# How to solve Multi-Class Classification Problems

# Objective

This tutorial covers the **Multi-Class Classification** Problems in **Deep Learning** with **Tensorflow & Keras**.

#  Import Dependencies

In [None]:
#@title Import Dependencies
import tensorflow as tf
import numpy as np
import tensorflow_datasets as tfds
from tensorflow import keras
import matplotlib.pyplot as plt

import warnings
warnings.filterwarnings('ignore')

In [None]:
print("Num GPUs Available: ", len(tf.config.experimental.list_physical_devices('GPU')))

First, we will download the MNIST dataset.

In multi-class classification problems, we have **two options** to **encode** the true **labels**  by using either:

* integer numbers, or
* one-hot vector

We will experiment with both encodings to observe the effect of the combinations of various last layer's activation functions and loss functions on a Keras CNN model's performance.


In both experiments, we will discuss the relationship between
 ***Activation & Loss functions***,  ***label encodings***, and **accuracy metrics** in details.

We will understand why sometimes we could get **suprising results** when using ***different*** parameter settings other than the generally **recommended** ones.

As a result, we will **gain insight** about activation  and loss functions and their inteactions.

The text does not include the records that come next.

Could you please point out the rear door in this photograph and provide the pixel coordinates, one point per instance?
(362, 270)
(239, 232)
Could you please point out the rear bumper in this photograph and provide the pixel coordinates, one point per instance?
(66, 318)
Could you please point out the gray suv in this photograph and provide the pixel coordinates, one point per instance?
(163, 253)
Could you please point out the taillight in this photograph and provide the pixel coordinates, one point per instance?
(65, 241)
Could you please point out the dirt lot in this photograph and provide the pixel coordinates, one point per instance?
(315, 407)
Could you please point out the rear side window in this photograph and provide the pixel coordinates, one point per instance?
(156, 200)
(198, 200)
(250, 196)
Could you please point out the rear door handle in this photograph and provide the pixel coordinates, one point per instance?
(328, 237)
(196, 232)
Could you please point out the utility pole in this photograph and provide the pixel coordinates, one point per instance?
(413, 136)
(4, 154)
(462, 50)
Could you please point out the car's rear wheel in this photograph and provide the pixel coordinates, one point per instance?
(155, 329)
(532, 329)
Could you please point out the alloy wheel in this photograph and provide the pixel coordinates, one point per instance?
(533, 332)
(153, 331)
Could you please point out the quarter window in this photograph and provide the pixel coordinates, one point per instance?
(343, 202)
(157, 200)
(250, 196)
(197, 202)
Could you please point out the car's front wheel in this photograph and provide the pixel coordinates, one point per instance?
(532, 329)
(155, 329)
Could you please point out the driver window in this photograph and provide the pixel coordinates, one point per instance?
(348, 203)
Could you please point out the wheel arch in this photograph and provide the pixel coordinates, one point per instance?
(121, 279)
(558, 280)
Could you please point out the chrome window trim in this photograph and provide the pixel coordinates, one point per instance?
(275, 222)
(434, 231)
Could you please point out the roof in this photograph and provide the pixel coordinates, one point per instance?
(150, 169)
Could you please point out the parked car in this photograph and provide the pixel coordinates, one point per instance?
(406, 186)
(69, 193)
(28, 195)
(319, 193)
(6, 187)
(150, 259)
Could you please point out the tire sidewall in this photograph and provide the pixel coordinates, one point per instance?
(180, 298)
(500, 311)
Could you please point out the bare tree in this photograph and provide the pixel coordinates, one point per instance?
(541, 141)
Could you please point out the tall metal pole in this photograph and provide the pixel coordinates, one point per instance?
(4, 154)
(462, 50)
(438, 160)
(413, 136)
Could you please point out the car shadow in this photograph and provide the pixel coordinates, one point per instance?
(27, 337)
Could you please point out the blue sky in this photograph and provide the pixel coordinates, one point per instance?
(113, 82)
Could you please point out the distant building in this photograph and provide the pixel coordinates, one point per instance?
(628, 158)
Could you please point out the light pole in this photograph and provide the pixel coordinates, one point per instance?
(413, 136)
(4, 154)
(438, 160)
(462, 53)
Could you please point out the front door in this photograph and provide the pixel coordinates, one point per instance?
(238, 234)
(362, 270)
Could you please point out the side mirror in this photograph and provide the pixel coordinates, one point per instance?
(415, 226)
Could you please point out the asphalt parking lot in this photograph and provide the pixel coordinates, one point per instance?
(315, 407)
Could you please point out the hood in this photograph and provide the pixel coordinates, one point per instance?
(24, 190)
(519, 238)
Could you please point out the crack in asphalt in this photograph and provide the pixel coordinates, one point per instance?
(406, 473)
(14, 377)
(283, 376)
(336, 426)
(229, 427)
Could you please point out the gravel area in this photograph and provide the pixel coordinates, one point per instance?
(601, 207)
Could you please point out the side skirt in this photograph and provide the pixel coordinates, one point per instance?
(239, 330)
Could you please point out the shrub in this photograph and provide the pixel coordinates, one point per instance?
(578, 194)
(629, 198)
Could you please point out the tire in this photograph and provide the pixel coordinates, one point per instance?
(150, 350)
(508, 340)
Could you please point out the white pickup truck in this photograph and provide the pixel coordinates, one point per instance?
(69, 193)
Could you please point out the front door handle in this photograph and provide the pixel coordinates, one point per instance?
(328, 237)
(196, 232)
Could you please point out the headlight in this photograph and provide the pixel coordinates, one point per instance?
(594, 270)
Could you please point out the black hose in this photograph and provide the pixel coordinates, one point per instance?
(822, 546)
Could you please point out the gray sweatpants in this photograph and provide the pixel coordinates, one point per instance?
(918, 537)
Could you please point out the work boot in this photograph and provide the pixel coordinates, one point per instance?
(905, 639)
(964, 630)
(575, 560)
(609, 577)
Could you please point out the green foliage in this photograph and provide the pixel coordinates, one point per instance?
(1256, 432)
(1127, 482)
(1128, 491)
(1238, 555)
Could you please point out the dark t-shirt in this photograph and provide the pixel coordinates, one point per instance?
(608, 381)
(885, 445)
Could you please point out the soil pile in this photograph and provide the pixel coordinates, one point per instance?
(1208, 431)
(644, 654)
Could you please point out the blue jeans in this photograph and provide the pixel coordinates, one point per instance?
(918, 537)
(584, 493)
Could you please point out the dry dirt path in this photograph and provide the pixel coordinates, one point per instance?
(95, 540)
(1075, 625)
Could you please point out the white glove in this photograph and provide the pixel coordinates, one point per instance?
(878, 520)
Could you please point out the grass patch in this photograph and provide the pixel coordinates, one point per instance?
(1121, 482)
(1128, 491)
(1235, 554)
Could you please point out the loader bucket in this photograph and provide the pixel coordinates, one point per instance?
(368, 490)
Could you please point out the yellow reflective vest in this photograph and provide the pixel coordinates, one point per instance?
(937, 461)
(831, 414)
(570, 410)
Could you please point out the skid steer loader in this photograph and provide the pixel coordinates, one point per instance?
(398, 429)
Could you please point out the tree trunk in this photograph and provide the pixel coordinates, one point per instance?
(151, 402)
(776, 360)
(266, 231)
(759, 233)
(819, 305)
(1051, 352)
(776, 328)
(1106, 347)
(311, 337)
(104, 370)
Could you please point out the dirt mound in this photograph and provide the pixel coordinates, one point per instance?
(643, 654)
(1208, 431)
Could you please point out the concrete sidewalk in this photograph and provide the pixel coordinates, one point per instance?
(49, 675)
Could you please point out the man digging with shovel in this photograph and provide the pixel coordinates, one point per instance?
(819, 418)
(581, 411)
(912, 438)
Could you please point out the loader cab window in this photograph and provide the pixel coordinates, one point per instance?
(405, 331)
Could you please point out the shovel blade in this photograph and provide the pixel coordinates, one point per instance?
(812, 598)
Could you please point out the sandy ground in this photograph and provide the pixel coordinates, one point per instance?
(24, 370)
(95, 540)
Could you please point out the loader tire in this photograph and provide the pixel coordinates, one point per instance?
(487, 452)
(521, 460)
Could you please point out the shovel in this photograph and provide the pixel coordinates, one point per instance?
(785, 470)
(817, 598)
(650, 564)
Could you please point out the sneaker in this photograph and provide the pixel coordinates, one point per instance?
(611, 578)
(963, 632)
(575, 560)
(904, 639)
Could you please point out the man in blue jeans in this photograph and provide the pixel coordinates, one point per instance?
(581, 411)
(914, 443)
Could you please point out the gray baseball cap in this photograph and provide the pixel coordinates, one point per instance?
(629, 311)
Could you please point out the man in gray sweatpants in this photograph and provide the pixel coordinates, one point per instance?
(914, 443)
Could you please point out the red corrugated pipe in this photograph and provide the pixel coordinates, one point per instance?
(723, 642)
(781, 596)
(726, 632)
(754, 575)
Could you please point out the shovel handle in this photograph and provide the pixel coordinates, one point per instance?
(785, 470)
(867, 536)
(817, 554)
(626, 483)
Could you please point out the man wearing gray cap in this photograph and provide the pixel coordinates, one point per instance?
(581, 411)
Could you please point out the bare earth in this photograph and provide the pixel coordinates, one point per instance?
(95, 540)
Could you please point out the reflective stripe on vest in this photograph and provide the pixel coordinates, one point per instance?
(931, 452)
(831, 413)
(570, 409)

If you are ready, let's get started!

---
# Load a Multi-Label Dataset
I pick the MNIST dataset a famous multi label dataset

First let's load the MNIST dataset from [Tensorflow Datasets](https://www.tensorflow.org/datasets)

In [None]:
[ds_raw_train, ds_raw_test], info = tfds.load('mnist', 
                                              split=['train[:10%]','test[:10%]'], 
                                              as_supervised=True, 
                                              with_info=True)

Check the number of samples in Train and Test datasets

In [None]:
print("Number of samples in train : ", ds_raw_train.cardinality().numpy(),
      " in test : ",ds_raw_test.cardinality().numpy())

Observe the information about labels

In [None]:
print("Number of classes/labels: ",info.features["label"].num_classes)
print("Names of classes/labels: ",info.features["label"].names)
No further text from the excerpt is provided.